In a press release announcing the deal on Wednesday, Trump said, “I’m excited to soon begin sharing my thoughts on Truth Social and to fight back against Big Tech.”

Shares of Facebook were down 0.1 per cent, Twitter shares were down 1.4 per cent.

Uncertain future

Trump Media said it would receive US$293 million in cash that Digital World Acquisition had in a trust if no shareholder of the acquisition firm chooses to cash in their shares.

The soaring share price on Thursday could increase the likelihood of a deal closing. Investors in the SPAC must eventually choose whether to redeem their shares at the IPO price of US$10 per share, which is now much lower than the level at which what many would have bought.

Still, its future is far from certain. Digital World Acquisition, led by former investment banker Patrick Orlando, has launched at least four SPACs and plans to launch two more but none of them have completed a deal yet.

Orlando did not immediately respond to requests for comment.

Attempts to float alternatives to Twitter and Facebook have faltered in the past. Parler, a social media app backed by prominent Republican Party donor Rebekah Mercer and popular with US conservatives, for example, had several tech companies cut ties with it in the wake of the Jan 6 riot.

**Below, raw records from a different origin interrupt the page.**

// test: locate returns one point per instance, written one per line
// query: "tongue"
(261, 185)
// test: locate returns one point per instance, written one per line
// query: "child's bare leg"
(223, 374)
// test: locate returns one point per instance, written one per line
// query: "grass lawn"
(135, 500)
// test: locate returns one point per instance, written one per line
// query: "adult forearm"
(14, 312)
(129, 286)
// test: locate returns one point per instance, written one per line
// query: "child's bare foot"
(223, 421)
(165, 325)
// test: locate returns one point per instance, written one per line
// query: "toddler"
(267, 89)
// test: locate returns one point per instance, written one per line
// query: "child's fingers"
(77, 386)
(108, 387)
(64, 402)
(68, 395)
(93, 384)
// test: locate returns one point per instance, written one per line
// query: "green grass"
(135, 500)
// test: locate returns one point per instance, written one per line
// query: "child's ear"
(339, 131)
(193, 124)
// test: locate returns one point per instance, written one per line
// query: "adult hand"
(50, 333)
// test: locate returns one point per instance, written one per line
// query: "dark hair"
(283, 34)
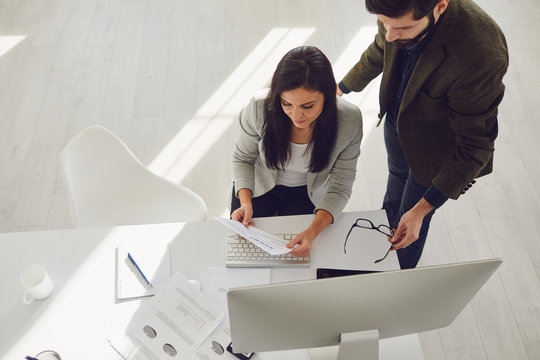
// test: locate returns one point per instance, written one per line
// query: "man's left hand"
(409, 225)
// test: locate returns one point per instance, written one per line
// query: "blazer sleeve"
(370, 64)
(473, 102)
(343, 171)
(246, 150)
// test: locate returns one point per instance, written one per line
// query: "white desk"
(75, 319)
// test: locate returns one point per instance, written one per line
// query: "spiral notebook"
(153, 260)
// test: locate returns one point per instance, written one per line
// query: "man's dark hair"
(397, 8)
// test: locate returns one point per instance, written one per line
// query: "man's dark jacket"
(447, 121)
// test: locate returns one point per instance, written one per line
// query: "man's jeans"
(402, 193)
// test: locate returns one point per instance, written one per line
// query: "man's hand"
(409, 225)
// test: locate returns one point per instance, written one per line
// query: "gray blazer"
(329, 189)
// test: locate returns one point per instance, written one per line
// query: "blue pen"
(138, 269)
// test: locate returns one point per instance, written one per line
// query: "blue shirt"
(407, 59)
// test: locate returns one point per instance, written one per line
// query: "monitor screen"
(314, 313)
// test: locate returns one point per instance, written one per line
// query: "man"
(442, 63)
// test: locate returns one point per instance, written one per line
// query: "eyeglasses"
(367, 224)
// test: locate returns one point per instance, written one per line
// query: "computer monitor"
(352, 311)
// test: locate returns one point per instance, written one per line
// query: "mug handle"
(28, 298)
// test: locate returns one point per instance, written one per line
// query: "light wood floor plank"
(39, 177)
(151, 79)
(520, 280)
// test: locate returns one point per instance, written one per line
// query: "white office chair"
(107, 185)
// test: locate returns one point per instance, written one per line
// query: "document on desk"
(266, 241)
(179, 315)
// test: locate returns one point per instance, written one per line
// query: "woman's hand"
(243, 214)
(304, 239)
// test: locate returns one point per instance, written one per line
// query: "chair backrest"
(107, 185)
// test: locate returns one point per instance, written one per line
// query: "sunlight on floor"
(186, 149)
(9, 42)
(368, 99)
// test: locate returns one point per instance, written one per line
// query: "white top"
(296, 169)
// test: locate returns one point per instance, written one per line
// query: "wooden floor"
(169, 76)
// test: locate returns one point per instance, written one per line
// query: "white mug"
(37, 282)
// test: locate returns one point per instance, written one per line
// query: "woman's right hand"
(243, 214)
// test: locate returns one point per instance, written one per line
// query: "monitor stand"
(352, 345)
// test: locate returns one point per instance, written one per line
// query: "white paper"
(266, 241)
(180, 316)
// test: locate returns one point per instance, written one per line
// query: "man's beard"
(404, 44)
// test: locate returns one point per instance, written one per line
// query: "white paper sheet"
(178, 316)
(266, 241)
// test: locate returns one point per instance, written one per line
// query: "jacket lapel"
(432, 56)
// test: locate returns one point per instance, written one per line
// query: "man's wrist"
(344, 89)
(423, 207)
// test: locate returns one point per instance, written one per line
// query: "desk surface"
(76, 318)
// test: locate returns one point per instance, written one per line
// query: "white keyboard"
(243, 253)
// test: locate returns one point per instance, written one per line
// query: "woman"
(297, 148)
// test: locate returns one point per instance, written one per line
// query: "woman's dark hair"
(397, 8)
(308, 67)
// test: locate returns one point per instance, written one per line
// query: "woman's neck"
(301, 136)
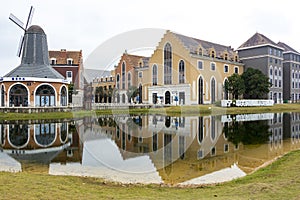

“Will the big cloud computing companies allow access to the app or the site and how far can he take it?” asked Phil Blancato, chief executive of Ladenburg Thalmann Asset Management, referring to Trump.

Gettr, a Twitter-style platform started by former Trump adviser Jason Miller, claimed more than 1.5 million users in its first 11 days after being launched in July.

Despite endorsements from other Trump allies, including Steve Bannon, Miller was unable to get Trump to join the platform.